Tips and Tricks to Traveling With Pets

Dog at airport with luggage

After years living under the cloud of a pandemic that limited where they could travel, many people have a strong desire to head off for parts unknown. As individuals and families ponder business trips or vacations, they may think about bringing a beloved pet along. According to a AAA/Best Western survey, 85 percent of dog owners travel with their dogs. The most popular vacations to let pooches tag along include going to the beach, camping and hiking. As a greater number of people are engaging in more activities with their pets, businesses in the travel and hospitality sector are taking notice and have become more accommodating to four-legged guests.

However, there’s still plenty to learn when taking a dog along as a travel companion. Explore these dog travel tips.

• Invest in a crate.

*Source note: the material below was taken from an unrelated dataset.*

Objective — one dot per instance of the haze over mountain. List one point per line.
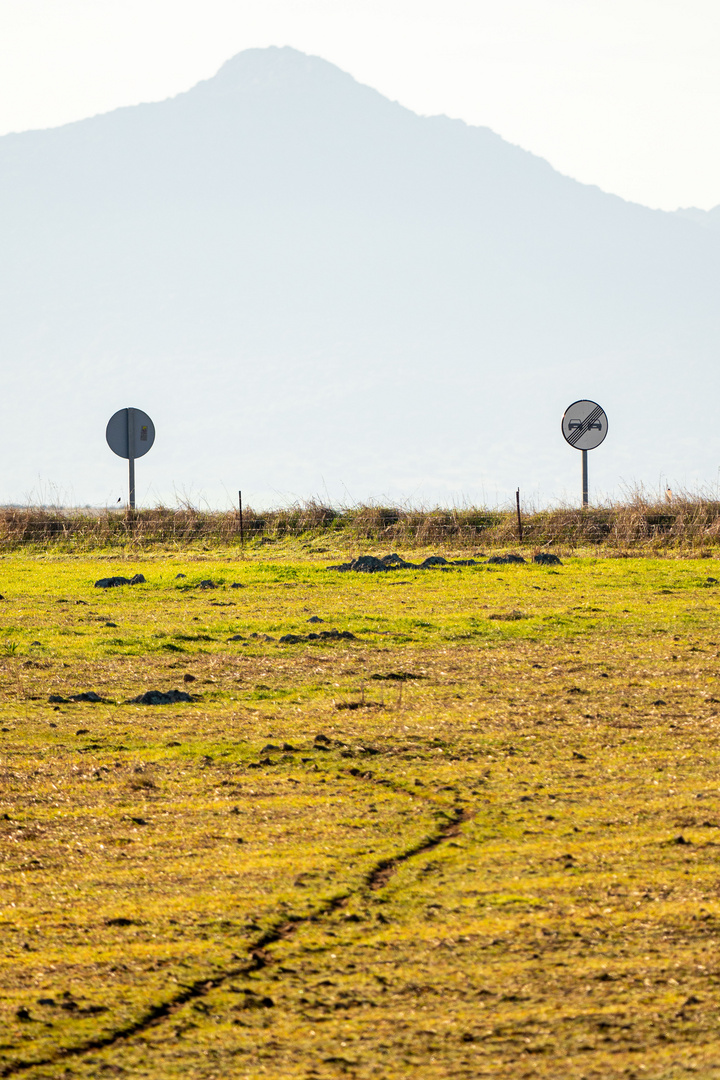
(313, 291)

Even if the dog does not need a crate at home, it’s best to have one for travel. Crates often are required for airline travel and can keep dogs safer in cars. Many hotels also require that dogs be crated in the rooms to keep them out of trouble and prevent damage. A crate should be large enough that the dog can stand, turn and lie down, according to the American Kennel Club.

• Carry copies of pet-related documents. It’s important to prove that the dog is healthy and current on vaccinations. Officials may ask to see documentation when traveling abroad. Some travelers also may want to investigate pet passports. The USA does not require a pet passport, but the European Union pioneered pet passports to enable animals to move more freely throughout its member nations.

• Plan a short excursion first. If you have never traveled with a dog before, make the first trip a short one, such as an overnight or two-day stay. This way, if the trip turns into a fiasco, checkout isn’t a week away. Shorter trips also help people figure out what works and what will need to change the next time.

• Expect some fees. Most hotels charge a fee for doggy clients. A fee of $25 to $50 is pretty standard. There also may be a designated pet floor to minimize the chances that guests without pets will be forced to interact with animals.

• Normal behavior may go out the window. A dog who is calm at home may be out of sorts while traveling. It’s not uncommon for a dog unphased by people at home to suddenly be anxious and bark at sounds in a hotel hallway.

• Look into pet-friendly restaurants. Smarter Travel says that some hotels won’t allow a guest to keep the dog alone in the room. That means meal time can be tricky. Find restaurants nearby that allow pets. Many that have outdoor seating may enable a leashed pet to stay near the seating perimeter.

•Bring water from home. When packing food, pack a few gallons of water as well, even though it can be cumbersome. Some dogs with delicate digestive systems may be upset by drinking the local water. A case of diarrhea is compounded further by having to make it into an elevator and outside the hotel in time.

• Tire the dog out. Exercised dogs tend to be well-behaved dogs. Make time to go on long walks, visit a dog park or engage in other activities that will make the pup tired so it’s less likely to cause problems at the hotel.